Je n’avais pas une grande expérience d’assistant et voilà qu’on me confiait une grosse responsabilité: le scénario supposait un tournage compliqué, avec beaucoup de personnages, des enfants, des animaux et un budget extrêmement serré. Et puis, le choix de confier les rôles principaux, du moins tous les rôles de paysans ? le meurtrier, sa famille, les voisins, les témoins ? à des paysans de la région plutôt qu’à des acteurs professionnels donnait à cette aventure une dimension humaine particulière. Il allait falloir battre la campagne à la recherche de nos personnages, vaincre le scepticisme avec lequel ils accueilleraient le projet, le rendre crédible à leurs yeux, et réussir à les entraîner dans une aventure à laquelle ils n’étaient absolument pas préparés… Et puis, le tournage a fini par commencer, et malgré les difficultés financières, cette expérience partagée entre gens de cinéma et paysans normands a été très forte. Les conditions de tournage étaient dures, la météo capricieuse, les journées harassantes mais je crois que tous ceux qui ont participé à cette aventure ont eu le sentiment de vivre quelque chose d’exceptionnel. Le film tranchait avec la représentation habituelle du monde rural au cinéma, si souvent caricaturale ou méprisante. On était loin aussi de toute approche condescendante, Allio n’étant pas moins exigeant envers ses acteurs paysans qu’envers les professionnels qui complétaient la distribution. Nous n’avons jamais eu le sentiment d’un clivage entre les techniciens du cinéma et les paysans. Plus tard, avec le recul, j’ai mesuré la chance que j’avais eu de participer à cette aventure singulière, inédite dans le cinéma français, et avec les années, ce film ne m’a jamais quitté.

Nicolas Philibert

Retour en Normandie

Fin 2004, La Fémis m’a invité à venir présenter aux étudiants un film de mon choix.
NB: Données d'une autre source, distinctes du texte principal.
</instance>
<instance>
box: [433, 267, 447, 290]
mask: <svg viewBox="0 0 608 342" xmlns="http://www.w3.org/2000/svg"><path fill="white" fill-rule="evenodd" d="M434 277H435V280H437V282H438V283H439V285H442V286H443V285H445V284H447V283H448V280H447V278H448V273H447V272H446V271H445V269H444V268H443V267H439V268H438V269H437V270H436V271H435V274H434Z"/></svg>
J’ai proposé Rivière. Aucun d’eux ne l’avait vu. La plupart ne connaissaient même pas le nom d’Allio, moins de dix ans après sa mort. Ça m’a glacé. À l’issue de la projection, au lieu de faire un débat, comme convenu, je leur ai lu des textes pendant une heure: des notes prises par Allio sur son film, des extraits de ses « carnets »… Ils découvraient un cinéaste, une oeuvre singulière, passionnante, et ils étaient scotchés. Je suis rentré chez moi et j’ai décidé de faire ce film. J’avais gardé, depuis trente ans, quelques photos, des documents liés au tournage, le plan de travail, mon exemplaire du scénario… Tout est parti de là. Début janvier, j’ai sauté dans le train jusqu’à Caen, et j’ai commencé à rendre visite aux uns et aux autres. C’était très émouvant ! Les souvenirs laissés par cette histoire étaient incroyablement présents. Chacun avait tourné la page, entrepris des tas de choses, connu des hauts et des bas, mais tous parlaient de cette aventure avec un profond sentiment de gratitude. Quelques semaines plus tard, lorsque j’ai commencé à évoquer avec eux l’idée d’un film, ils ne savaient pas plus que moi à quoi il ressemblerait, mais ils étaient en confiance. Ils avaient suivi mon parcours cinématographique, connaissaient certains de mes films et étaient restés d’une grande fidélité à Allio et à son équipe, se souvenant de chacun avec précision.